In Neopia, my plan progresses. I accrue thousands, then tens of thousands, of neopoints. I solve a puzzle and get something called an Ultimate Icy Negg in return, which I am informed in a pop-up is very precious and immediately sell. I find a carnival game called the Wheel of Extravagance, which I spin for 100,000 NP, only to win back half of it, which I suppose could have been worse. Every night, I deposit my winnings in the bank; every morning, I collect interest. I consult my stock portfolio. I understand nothing. I buy more.
But while Neopets has somehow endured for all these years, remaining perhaps the lone intact artifact of my first years online—when I first booted it up, it was via AOL on a second-generation iMac, the first computer and email account and, well, online anything of my now very-online life—its fate might, at long last, be imperiled. This time, I accessed the arcade only after manually instructing my browser to load Flash, at which point I was given a dire warning that Flash support will cease entirely at the end of the year. The staff at Neopets, where not just the games but the maps and much of the site’s backbone depend on the declining plugin, are reportedly working on migrating the site into the present before the cutoff, but it’s hard to imagine the whole, vast, weird world of Neopia making the jump. And if the version that emerges is something slicker, is it really still the same site?

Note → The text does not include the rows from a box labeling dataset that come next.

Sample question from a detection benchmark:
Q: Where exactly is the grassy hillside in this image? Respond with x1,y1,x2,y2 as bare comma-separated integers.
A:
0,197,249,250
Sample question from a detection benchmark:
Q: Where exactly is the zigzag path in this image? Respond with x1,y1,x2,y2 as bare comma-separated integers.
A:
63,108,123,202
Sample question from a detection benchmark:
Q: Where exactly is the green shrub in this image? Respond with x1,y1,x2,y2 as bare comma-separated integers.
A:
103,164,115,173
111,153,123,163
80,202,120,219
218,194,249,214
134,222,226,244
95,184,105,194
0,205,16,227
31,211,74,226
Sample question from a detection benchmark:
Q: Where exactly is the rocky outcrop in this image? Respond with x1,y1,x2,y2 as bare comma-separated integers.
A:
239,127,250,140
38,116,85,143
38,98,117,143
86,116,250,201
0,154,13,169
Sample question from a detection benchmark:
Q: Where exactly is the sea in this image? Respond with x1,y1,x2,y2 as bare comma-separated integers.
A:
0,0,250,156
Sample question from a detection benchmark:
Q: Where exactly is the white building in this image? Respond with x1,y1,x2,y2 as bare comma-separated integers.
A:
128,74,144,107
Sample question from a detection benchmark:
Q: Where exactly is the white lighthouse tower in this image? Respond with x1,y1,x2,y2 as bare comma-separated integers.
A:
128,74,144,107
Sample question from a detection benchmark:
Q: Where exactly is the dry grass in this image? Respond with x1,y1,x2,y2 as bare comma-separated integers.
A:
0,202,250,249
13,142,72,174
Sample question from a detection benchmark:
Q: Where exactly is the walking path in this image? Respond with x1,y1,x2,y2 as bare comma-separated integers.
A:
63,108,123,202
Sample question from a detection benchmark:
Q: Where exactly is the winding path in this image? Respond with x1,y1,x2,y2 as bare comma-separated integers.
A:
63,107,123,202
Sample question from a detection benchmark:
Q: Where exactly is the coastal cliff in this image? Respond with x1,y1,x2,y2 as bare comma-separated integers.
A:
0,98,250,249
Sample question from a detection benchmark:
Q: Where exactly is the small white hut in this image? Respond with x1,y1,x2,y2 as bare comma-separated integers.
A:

Neopets, after all, is no place for the modern internet. I find some corners of Neopia where players can communicate with one another—a notice board with, among other things, stock tips (“Try and diversify your portfolio as much as possible and buy the maximum everyday if you’re able to”), and “guilds” devoted to activities like organizing battles or, as best as I can tell, stamp collection. As with every other place online where people can talk, there are heated conversations about civility. I close out those tabs and go back to poop-dodging, glancing at a notification that says that today’s briefing has been delayed.
There’s not much of a record of my early years in Neopia, but my profile shows the dates involved. It was the summer break between the fifth and the sixth grade when I first joined, and it was six months later—the tail end of winter break—when I created Devine. I was, like so many suburban kids before and after me, stuck at home, entirely at the mercy of my parents giving me a ride to do anything at all. I was, in short, bored. It is a familiar feeling these days.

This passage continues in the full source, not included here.